Everyday failures—like collisions, getting stuck, or running into unexpected problems—offer valuable learning moments. Each mistake provides feedback that helps improve the robots, much like how drivers learn from near-misses. This process allows Frodobots to not only gather diverse data but also learn directly from the messy, unpredictable realities of the physical world, ultimately creating more resilient and adaptable AI models.
Over time, Frodobot’s approach could become crypto’s answer to solving Embodied AI. By turning data collection into an interactive game, the platform builds a decentralized network where every player's action helps train smarter robots. Instead of collecting data to sell to robotics companies, the goal is to continuously improve AI performance by exposing robots to as many real-world scenarios as possible.
Moving Forward
Frodobots is just one of many projects exploring how to build the critical data layer for Physical AI, but it stands out as one of the most creative and ambitious. By selling affordable robots and turning their operation into a global game—where players remotely control machines and complete real-world missions—Frodobots combines elements of Pokémon Go, Helium, and frontier robotics into something entirely new. This fusion of gaming, decentralized participation, and physical data collection represents not just a novel product, but the potential birth of a whole new category in crypto.
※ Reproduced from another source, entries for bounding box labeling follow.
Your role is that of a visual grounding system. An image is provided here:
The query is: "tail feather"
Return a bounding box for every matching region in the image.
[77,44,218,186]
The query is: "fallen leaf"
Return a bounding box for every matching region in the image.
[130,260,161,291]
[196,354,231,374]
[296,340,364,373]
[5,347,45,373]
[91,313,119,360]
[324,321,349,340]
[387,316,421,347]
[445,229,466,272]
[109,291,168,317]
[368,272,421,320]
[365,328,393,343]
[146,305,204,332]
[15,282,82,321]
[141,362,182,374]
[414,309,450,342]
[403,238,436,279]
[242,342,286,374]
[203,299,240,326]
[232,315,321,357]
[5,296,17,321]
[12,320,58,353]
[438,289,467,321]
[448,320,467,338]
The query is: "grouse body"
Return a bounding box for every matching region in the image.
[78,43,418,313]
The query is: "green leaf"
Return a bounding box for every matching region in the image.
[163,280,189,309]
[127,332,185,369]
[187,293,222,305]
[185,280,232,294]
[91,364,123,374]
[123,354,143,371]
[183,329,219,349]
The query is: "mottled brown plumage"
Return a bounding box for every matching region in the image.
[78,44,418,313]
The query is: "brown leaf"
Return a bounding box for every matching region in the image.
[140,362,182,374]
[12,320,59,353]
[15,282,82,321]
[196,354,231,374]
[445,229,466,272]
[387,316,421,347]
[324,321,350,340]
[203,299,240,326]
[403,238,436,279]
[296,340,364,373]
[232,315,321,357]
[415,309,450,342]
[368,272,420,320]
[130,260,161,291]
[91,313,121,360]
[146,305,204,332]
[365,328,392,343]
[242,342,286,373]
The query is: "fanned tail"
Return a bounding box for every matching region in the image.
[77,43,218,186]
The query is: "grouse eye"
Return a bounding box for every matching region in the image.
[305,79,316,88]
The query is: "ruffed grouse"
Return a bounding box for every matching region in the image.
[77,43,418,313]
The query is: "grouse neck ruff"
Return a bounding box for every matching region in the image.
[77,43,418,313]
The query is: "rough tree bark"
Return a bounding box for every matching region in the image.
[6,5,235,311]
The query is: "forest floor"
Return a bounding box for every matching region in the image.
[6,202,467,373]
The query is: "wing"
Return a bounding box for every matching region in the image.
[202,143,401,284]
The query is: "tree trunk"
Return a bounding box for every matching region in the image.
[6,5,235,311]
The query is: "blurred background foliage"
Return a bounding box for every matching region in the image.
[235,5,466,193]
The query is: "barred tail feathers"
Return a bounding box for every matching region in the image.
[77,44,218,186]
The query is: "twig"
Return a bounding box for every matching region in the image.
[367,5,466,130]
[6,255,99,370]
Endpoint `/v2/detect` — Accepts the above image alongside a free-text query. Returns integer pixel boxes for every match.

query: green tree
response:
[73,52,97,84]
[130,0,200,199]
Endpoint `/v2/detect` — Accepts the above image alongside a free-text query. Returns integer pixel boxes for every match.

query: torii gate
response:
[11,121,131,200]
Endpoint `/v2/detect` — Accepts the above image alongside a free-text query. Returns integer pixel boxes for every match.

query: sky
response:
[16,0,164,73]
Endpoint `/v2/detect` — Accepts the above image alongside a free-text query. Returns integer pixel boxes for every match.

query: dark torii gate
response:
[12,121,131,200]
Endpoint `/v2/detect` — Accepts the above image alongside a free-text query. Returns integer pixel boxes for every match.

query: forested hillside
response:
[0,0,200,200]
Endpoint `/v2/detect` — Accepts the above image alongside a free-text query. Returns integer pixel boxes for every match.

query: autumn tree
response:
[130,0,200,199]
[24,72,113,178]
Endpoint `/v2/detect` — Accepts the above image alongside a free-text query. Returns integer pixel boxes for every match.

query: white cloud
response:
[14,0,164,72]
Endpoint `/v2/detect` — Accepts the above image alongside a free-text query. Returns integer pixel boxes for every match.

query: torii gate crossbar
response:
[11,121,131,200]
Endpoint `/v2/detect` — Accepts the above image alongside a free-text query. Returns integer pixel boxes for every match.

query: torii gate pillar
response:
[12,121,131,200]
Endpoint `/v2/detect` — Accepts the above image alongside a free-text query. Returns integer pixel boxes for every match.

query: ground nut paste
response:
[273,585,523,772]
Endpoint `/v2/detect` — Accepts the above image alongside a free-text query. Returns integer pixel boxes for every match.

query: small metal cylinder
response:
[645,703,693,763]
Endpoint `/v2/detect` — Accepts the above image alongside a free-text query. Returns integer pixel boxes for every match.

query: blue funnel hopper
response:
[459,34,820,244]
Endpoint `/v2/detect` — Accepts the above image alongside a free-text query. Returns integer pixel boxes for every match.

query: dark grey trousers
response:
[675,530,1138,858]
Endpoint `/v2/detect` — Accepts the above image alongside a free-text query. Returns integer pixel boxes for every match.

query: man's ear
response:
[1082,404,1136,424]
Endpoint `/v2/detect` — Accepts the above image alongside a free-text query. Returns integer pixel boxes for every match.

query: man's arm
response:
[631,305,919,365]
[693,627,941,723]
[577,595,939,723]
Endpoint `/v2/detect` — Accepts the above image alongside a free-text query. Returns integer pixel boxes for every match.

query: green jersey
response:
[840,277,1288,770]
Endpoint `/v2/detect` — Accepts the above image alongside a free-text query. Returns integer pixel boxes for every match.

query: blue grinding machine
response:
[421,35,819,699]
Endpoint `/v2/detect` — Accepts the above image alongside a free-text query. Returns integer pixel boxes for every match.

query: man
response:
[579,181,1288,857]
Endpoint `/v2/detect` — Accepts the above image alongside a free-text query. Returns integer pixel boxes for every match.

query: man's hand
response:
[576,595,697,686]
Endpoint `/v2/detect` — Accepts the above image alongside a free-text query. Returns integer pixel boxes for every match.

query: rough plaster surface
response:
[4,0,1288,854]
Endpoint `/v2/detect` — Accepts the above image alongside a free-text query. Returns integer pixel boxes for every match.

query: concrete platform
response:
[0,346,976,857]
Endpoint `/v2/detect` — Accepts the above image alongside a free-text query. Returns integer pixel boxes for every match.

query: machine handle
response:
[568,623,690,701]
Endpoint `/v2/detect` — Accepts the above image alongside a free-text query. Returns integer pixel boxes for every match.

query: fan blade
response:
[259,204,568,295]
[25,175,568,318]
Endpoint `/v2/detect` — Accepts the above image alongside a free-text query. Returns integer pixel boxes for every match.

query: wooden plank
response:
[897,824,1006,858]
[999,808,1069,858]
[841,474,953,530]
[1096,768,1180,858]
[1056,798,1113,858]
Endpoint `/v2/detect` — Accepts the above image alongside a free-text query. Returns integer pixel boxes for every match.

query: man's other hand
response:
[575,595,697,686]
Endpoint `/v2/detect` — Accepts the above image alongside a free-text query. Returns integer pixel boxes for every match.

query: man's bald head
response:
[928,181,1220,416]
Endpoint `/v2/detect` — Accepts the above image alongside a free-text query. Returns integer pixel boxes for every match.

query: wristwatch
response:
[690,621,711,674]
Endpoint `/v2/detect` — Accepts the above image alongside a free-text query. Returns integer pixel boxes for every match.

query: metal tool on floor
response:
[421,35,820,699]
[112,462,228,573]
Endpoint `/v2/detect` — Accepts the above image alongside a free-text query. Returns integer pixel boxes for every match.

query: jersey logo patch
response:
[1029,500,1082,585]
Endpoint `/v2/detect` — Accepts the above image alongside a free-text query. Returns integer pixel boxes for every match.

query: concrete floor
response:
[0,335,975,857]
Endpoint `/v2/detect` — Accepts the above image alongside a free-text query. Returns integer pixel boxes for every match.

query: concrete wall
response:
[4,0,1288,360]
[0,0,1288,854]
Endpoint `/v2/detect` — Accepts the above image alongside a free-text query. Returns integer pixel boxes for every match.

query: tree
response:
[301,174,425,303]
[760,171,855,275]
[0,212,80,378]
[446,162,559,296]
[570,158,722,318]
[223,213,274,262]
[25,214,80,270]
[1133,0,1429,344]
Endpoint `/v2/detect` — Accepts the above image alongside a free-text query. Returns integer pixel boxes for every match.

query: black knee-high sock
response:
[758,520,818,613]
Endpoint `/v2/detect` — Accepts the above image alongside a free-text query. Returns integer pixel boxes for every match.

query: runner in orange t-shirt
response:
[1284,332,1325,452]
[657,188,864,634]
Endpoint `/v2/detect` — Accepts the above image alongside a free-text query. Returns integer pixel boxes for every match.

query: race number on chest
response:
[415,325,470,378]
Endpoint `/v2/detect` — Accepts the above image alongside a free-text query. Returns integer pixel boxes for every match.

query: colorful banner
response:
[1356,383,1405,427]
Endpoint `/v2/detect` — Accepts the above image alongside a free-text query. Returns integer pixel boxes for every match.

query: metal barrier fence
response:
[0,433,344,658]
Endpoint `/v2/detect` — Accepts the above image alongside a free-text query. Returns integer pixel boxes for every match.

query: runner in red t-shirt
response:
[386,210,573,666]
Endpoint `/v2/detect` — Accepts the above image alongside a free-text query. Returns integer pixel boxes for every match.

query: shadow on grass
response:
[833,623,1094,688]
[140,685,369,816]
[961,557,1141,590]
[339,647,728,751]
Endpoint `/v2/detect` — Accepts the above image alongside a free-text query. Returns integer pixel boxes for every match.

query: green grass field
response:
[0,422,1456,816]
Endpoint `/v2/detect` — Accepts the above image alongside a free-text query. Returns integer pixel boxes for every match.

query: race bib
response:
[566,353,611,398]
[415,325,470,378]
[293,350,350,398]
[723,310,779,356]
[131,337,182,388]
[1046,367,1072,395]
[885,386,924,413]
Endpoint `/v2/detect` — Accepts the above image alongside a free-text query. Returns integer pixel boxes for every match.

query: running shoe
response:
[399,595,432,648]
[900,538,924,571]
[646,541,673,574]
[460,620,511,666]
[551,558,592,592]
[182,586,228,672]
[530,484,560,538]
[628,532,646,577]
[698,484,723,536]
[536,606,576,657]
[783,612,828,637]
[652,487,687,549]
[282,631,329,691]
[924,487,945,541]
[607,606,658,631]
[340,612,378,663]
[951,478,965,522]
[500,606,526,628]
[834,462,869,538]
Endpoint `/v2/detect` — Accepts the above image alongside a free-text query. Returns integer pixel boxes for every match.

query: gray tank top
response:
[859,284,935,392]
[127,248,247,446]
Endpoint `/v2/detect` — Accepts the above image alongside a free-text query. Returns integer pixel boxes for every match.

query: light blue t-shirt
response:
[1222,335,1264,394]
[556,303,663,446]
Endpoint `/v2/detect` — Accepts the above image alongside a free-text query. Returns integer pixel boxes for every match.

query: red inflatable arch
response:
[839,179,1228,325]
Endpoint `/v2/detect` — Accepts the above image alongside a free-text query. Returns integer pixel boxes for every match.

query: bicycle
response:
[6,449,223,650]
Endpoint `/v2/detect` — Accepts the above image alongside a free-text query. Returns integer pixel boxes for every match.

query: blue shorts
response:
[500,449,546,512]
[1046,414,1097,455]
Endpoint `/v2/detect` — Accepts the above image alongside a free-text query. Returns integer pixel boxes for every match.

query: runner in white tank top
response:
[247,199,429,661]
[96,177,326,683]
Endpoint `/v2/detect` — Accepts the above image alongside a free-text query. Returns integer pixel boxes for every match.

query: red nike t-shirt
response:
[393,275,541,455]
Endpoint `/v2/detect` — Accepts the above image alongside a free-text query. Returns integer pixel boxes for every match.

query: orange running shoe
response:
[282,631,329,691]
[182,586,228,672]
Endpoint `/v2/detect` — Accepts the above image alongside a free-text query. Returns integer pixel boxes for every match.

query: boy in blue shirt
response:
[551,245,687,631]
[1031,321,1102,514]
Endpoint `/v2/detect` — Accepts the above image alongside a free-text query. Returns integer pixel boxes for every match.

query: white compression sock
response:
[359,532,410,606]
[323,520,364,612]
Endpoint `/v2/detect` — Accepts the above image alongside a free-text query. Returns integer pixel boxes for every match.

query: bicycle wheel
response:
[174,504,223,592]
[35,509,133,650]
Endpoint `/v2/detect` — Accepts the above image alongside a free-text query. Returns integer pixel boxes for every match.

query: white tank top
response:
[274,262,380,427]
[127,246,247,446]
As discussed earlier, this real-world data layer is one of the rare sectors in the crypto economy with no entrenched incumbents—and a clear, unsolved problem that distributed systems are well suited to address. With demand for fresh, real-world data only set to grow in the coming years, the projects that crack this challenge won’t just unlock valuable new datasets—they could shape how the next generation of intelligent machines learns to move through the physical world.
For anyone tracking where the future of AI, crypto, and robotics intersect, this is a space you can’t afford to ignore.